The best performance is if the next number is prime. Then this runs in Ω(sqrt(n))
. (That requires that the modulo operation is Ω(1)
. This is true for 64 bit integers but is a big whopping lie for big integer math. I'm also making it a function of n
instead of the number of bits needed to represent n
. The latter is more usual in analyzing number theory algorithms.)
But what is the worst performance? Well, that is a hard number theory problem. Seriously, start with prime gaps and dig in.

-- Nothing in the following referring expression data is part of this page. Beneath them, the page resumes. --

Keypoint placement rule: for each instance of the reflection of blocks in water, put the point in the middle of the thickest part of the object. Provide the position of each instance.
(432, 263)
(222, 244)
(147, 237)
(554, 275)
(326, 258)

But if we just want a limit, we can use Bertrand's postulate to say O(n sqrt(n))
. If the Riemann hypothesis is true, we could prove O(n log(n))
.
So here we get big-O and big-Omega very different, and (despite the code being simple) we still can't put a precise bound on the big-O.
In your course they'll focus on relatively simple algorithms that are easy to analyze. And I think your implicit point is very good that we should offer examples of algorithms whose performance is all over the map, and which are hard to analyze. Like this one.